40. C'est le nouveau chiffre qui caractérise ma vie...

Je l’ai fêté en famille, comme il se doit. Des bougies, des gens qui comptent, le genre de moment où tu souris et où en même temps une partie de toi regarde la scène de loin, un peu en dehors.

C’est ça le truc que j’avais pas vu venir à 40 ans. Pas les douleurs de dos. Pas le grand bilan existentiel. Ce décalage discret, permanent avec le monde autour.

Ça m’arrive de plus en plus souvent. Une conversation récemment — des gens que je connais, un sujet qui me concernait — et j’étais pas vraiment là. Je les regardais parler. Je voyais qui voulait avoir raison, qui attendait son tour, qui écoutait vraiment et qui faisait semblant. Comme si quelqu’un avait baissé le son et que je regardais les gens jouer leur partition sans l’entendre. J’ai dit deux ou trois trucs au bon moment. Personne a remarqué que j’étais ailleurs. Ce qui m’inquiète c’est que cela arrive de plus en plus souvent…

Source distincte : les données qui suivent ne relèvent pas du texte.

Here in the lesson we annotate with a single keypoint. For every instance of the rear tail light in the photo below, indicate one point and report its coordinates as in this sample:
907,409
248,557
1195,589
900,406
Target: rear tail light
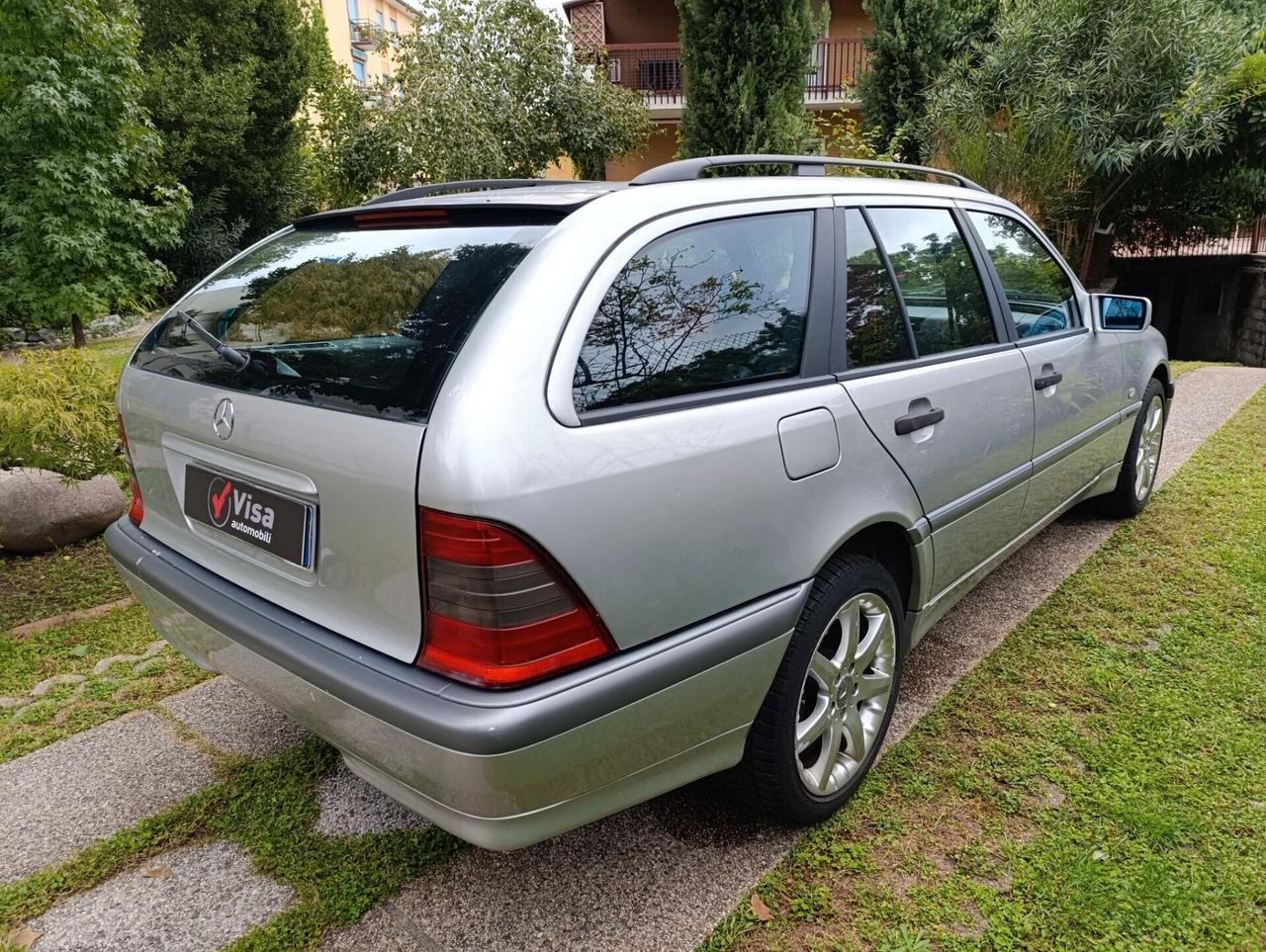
498,612
136,510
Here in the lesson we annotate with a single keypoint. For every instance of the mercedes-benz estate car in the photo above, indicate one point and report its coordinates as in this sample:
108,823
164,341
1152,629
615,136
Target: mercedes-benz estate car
538,500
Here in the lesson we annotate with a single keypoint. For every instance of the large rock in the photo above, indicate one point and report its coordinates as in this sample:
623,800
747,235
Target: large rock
41,510
105,327
44,335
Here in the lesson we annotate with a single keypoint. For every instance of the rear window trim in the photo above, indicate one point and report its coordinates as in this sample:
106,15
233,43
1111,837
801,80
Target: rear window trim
723,393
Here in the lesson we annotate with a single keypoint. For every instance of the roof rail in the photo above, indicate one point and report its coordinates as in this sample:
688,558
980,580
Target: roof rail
420,192
688,168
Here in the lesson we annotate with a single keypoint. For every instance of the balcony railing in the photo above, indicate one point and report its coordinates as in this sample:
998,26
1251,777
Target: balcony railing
655,70
1248,238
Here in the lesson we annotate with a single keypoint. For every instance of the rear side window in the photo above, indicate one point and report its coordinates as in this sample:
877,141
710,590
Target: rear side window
358,320
875,329
1039,292
939,281
708,306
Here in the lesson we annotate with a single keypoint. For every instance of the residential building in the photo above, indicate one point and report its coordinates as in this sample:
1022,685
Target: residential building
355,27
643,53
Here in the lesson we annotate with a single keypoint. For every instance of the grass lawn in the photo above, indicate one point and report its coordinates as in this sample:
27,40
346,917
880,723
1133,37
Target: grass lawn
116,353
1098,783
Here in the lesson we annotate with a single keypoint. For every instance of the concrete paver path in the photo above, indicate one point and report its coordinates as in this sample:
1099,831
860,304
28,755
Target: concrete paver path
654,878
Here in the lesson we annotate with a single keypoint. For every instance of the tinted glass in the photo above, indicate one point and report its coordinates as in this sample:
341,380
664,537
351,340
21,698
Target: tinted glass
1037,289
940,287
365,321
875,327
709,306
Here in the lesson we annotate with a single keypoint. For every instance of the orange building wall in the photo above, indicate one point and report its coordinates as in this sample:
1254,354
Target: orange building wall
847,19
656,21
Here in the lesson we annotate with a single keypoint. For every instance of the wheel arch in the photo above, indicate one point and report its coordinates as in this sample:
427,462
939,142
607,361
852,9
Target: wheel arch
890,544
1161,373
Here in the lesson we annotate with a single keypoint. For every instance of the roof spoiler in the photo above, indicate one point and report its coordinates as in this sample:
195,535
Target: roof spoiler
690,168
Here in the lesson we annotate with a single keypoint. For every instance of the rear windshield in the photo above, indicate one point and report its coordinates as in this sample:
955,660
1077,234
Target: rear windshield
357,320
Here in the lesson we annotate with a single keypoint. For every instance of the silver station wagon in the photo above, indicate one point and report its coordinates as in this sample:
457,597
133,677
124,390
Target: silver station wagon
541,499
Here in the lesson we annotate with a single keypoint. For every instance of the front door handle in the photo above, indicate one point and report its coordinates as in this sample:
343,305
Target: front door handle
918,420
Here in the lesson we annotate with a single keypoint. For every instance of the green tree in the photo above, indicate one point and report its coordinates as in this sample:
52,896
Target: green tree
81,194
485,89
909,47
1137,122
746,63
225,81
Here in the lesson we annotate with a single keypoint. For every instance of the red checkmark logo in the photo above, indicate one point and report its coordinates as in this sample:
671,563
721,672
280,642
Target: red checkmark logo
220,499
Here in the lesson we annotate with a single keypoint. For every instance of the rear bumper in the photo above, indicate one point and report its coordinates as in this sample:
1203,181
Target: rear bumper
498,768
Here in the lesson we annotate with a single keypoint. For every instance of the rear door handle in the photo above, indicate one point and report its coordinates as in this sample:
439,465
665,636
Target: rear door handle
918,420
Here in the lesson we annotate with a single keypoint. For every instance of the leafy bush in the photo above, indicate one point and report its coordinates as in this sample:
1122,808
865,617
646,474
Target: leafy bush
57,413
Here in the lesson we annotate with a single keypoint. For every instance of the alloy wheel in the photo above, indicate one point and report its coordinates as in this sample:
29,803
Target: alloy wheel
1148,456
846,694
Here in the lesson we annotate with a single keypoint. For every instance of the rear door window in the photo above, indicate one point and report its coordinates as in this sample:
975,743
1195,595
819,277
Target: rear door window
708,306
940,285
358,320
1039,290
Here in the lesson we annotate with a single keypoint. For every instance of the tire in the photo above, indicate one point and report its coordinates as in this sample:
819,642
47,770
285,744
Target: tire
1142,457
801,783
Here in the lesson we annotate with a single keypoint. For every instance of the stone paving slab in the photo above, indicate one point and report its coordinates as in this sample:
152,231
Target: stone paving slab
352,808
61,798
659,876
234,720
191,899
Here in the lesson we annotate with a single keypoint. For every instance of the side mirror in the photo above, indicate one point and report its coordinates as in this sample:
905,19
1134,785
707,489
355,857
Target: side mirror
1120,312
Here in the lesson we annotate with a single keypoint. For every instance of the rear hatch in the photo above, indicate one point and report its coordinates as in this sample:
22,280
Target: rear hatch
295,476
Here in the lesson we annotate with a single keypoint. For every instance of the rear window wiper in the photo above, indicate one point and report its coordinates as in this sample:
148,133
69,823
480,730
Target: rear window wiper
229,355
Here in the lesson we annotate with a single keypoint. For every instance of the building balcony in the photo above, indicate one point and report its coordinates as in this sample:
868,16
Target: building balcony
655,70
366,35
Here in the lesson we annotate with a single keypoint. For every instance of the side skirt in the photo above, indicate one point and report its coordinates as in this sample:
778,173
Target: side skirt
921,622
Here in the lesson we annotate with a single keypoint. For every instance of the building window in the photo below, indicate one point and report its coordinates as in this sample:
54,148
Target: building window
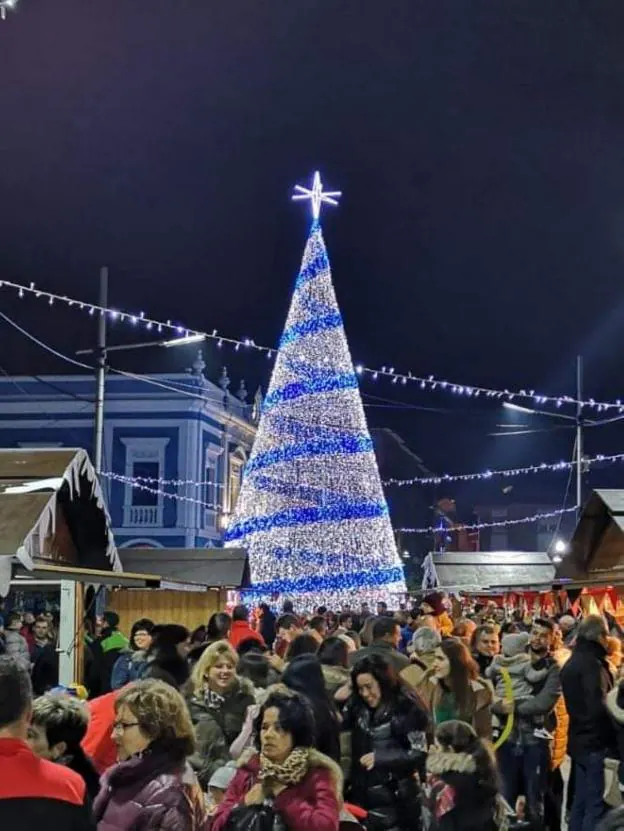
235,482
145,467
147,474
237,463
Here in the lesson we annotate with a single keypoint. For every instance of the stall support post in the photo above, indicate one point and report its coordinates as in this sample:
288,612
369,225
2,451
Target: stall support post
71,650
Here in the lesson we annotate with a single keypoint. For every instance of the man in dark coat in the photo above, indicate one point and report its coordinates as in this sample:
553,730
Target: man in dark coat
586,682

C’est pas de la tristesse. C’est pas du cynisme non plus, enfin pas que. C’est juste que tu commences à voir les mécanismes. Les rôles que les gens jouent, au boulot, en famille, partout. Et une fois que tu les vois, tu peux plus vraiment faire semblant de pas les voir. T’es là, tu participes, tu ris aux bons moments. Mais t’es aussi, toujours un peu, en train d’observer.

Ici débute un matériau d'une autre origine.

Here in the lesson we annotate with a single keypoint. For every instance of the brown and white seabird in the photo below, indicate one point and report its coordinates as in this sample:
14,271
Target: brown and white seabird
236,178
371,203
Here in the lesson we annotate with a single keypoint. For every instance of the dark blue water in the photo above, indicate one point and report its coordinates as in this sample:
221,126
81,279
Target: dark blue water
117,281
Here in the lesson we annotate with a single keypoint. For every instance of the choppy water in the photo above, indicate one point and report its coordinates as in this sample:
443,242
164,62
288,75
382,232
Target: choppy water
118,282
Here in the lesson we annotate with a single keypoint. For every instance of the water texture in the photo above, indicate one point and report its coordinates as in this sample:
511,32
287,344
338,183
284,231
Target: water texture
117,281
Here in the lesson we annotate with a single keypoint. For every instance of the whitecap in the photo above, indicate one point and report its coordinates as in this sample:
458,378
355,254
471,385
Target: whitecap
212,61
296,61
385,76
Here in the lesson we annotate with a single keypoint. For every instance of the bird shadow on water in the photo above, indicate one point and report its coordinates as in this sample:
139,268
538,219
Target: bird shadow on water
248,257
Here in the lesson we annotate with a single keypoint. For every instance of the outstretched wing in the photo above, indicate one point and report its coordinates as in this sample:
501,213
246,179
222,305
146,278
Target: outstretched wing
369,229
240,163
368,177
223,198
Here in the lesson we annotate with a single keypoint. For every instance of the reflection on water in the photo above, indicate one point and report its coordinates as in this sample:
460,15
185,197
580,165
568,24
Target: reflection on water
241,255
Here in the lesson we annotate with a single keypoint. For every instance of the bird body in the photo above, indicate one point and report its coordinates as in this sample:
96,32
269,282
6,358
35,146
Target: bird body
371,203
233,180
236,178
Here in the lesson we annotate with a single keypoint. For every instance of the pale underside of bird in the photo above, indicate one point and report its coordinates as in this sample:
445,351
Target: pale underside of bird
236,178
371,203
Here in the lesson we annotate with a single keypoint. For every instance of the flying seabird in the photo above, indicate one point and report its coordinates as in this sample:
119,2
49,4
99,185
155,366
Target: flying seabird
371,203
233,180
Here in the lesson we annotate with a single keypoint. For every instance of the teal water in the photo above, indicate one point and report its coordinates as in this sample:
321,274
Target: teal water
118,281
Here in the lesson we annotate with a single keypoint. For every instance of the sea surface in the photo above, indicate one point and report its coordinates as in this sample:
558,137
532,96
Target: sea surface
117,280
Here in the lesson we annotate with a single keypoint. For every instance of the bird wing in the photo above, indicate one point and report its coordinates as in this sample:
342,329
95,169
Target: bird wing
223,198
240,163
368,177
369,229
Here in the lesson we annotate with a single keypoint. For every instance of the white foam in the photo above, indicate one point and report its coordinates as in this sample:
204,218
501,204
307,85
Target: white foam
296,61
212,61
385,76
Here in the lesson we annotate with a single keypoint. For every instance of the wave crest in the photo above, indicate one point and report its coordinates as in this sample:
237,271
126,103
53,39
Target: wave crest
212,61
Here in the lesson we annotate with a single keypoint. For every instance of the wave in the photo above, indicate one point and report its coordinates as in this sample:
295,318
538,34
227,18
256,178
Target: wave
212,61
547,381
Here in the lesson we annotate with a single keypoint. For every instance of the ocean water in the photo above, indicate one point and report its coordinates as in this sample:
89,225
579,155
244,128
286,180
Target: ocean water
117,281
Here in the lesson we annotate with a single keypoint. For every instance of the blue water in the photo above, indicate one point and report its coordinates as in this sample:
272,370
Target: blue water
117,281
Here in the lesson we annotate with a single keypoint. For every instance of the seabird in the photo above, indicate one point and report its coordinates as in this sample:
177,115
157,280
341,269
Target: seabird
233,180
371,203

Y’a pas eu de rupture franche. Juste un tri silencieux, des trucs et des gens qui ont disparu progressivement faute d’entretien. J’ai pas tout choisi. La plupart du temps ça s’est choisi sans moi.

Ce qui reste, par contre, je le sais très bien.

La photo. Pas parce que je suis bon mais parce que c’est un des rares endroits où le décalage devient utile. Derrière un objectif t’observes encore, mais ça sert à quelque chose. Tu cherches ce qui va disparaître avant que ça disparaisse. Un angle de lumière qui tiendra pas. Une expression qui existera plus dans cinq minutes. T’appuies sur le déclencheur et t’as figé quelque chose que le temps allait emporter. C’est peut-être pour ça que je continue pas pour les images, mais pour cette sensation-là.

Et ma famille. Eux je peux pas les regarder de loin.

Mon fils surtout. Il grandit plus vite que je l’aurais voulu. Pas au sens où c’est un problème, c’est juste que chaque année efface une version de lui que j’avais à peine eu le temps d’apprendre par cœur. L’enfant qu’il était l’an dernier existe plus. Celui qu’il est aujourd’hui sera différent l’année prochaine.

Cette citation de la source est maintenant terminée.